• CS-9094-MKT-160-A
  • Mioton LM, Dumanian GA, Shah N, Qiu CS, Ertl WJ, Potter BK, Souza JM, Valerio IL, Ko JH, Jordan SW. lin Orthop Relat Res. 2020;10.1097/CORR.0000000000001323. doi:10.1097/CORR.0000000000001323 [published online ahead of print, 2020 May 20]

Background: Targeted muscle reinnervation is an emerging surgical technique to treat neuroma pain whereby sensory and mixed motor nerves are transferred to nearby redundant motor nerve branches. In a recent randomized controlled trial, targeted muscle reinnervation was recently shown to reduce postamputation pain relative to conventional neuroma excision and muscle burying.

Questions/Purposes: (1) Does targeted muscle reinnervation improve residual limb pain and phantom limb pain in the period before surgery to 1 year after surgery? (2) Does targeted muscle reinnervation improve Patient-reported Outcome Measurement System (PROMIS) pain intensity and pain interference scores at 1 year after surgery? (3) After 1 year, does targeted muscle reinnervation improve functional outcome scores (Orthotics Prosthetics User Survey [OPUS] with Rasch conversion and Neuro-Quality of Life [Neuro-QOL])?

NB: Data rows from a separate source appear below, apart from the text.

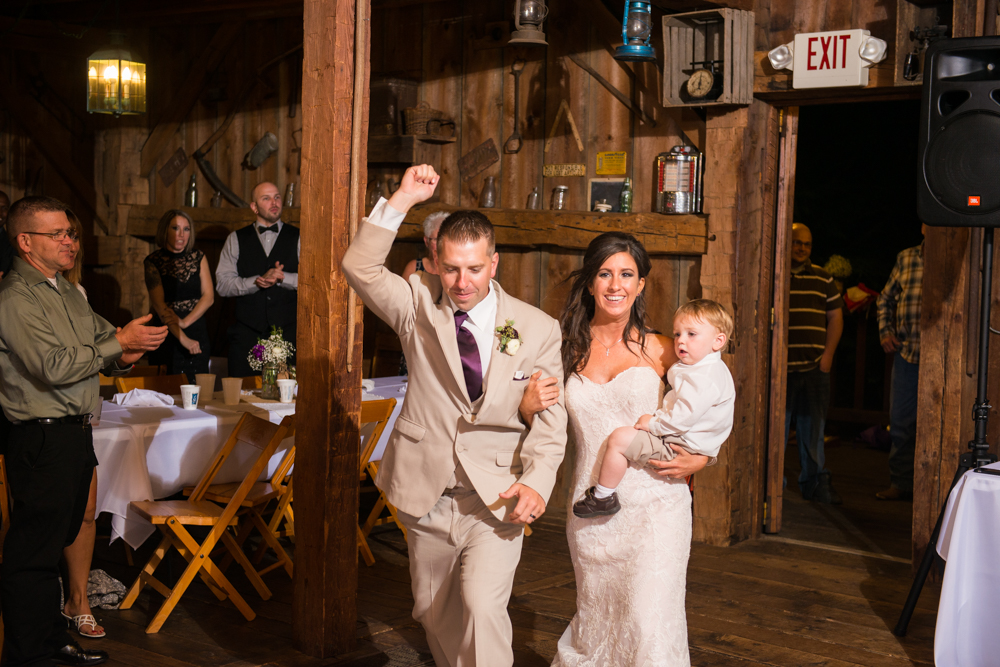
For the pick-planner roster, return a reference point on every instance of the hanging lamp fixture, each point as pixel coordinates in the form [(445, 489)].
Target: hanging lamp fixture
[(116, 80)]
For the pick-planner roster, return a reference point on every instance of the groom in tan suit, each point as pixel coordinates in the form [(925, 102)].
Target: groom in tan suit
[(465, 473)]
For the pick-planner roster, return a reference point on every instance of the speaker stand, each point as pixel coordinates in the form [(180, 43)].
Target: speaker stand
[(979, 454)]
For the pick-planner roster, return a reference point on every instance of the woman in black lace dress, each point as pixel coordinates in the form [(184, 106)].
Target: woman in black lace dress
[(180, 292)]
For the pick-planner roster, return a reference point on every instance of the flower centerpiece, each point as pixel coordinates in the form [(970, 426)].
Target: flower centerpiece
[(269, 356)]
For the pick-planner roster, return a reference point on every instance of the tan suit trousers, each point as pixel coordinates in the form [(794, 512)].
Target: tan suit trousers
[(462, 562)]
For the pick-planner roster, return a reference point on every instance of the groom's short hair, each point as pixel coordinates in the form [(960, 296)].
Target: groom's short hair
[(467, 227)]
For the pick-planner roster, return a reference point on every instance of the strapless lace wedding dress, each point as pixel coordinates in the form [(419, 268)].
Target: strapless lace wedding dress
[(631, 568)]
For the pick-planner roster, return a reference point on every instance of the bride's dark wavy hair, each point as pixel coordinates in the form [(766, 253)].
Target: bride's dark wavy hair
[(580, 305)]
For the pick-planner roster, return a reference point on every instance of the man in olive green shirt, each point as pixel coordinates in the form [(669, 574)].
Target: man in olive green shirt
[(52, 346)]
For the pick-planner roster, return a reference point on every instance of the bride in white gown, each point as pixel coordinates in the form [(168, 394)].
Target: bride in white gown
[(631, 568)]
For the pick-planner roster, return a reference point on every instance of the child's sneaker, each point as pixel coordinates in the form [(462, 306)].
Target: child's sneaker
[(592, 506)]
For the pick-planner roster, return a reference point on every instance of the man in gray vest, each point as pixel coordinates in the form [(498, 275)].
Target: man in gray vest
[(259, 266)]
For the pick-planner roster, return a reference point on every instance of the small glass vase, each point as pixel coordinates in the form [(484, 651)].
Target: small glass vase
[(269, 381)]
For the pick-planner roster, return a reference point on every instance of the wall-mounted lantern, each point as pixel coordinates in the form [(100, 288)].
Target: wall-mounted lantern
[(637, 29), (528, 18)]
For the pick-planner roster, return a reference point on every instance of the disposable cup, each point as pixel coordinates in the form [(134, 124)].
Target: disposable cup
[(287, 390), (207, 383), (231, 388), (189, 396), (95, 416)]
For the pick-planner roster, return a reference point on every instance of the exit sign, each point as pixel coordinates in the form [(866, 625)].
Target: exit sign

Methods: Data on patients who were ineligible for randomization or declined to be randomized and underwent targeted muscle reinnervation for pain were gathered for the present analysis. Data were collected prospectively from 2013 to 2017. Forty-three patients were enrolled in the study, 10 of whom lacked 1-year follow-up, leaving 33 patients for analysis. The primary outcomes measured were the difference in residual limb and phantom limb pain before and 1 year after surgery, assessed by an 11-point numerical rating scale (NRS). Secondary outcomes were change in PROMIS pain measures and change in limb function, assessed by the OPUS Rasch for upper limbs and Neuro-QOL for lower limbs before and 1 year after surgery.

Results: By 1 year after targeted muscle reinnervation, NRS scores for residual limb pain from 6.4 ± 2.6 to 3.6 ± 2.2 (mean difference -2.7 [95% CI -4.2 to -1.3]; p < 0.001) and phantom limb pain decreased from 6.0 ± 3.1 to 3.6 ± 2.9 (mean difference -2.4 [95% CI -3.8 to -0.9]; p < 0.001). PROMIS pain intensity and pain interference scores improved with respect to residual limb and phantom limb pain (residual limb pain intensity: 53.4 ± 9.7 to 44.4 ± 7.9, mean difference -9.0 [95% CI -14.0 to -4.0]; residual limb pain interference: 60.4 ± 9.3 to 51.7 ± 8.2, mean difference -8.7 [95% CI -13.1 to -4.4]; phantom limb pain intensity: 49.3 ± 10.4 to 43.2 ± 9.3, mean difference -6.1 [95% CI -11.3 to -0.9]; phantom limb pain interference: 57.7 ± 10.4 to 50.8 ± 9.8, mean difference -6.9 [95% CI -12.1 to -1.7]; p ≤ 0.012 for all comparisons). On functional assessment, OPUS Rasch scores improved from 53.7 ± 3.4 to 56.4 ± 3.7 (mean difference +2.7 [95% CI 2.3 to 3.2]; p < 0.001) and Neuro-QOL scores improved from 32.9 ± 1.5 to 35.2 ± 1.6 (mean difference +2.3 [95% CI 1.8 to 2.9]; p < 0.001).

Conclusions: Targeted muscle reinnervation demonstrates improvement in residual limb and phantom limb pain parameters in major limb amputees. It should be considered as a first-line surgical treatment option for chronic amputation-related pain in patients with major limb amputations. Additional investigation into the effect on function and quality of life should be performed.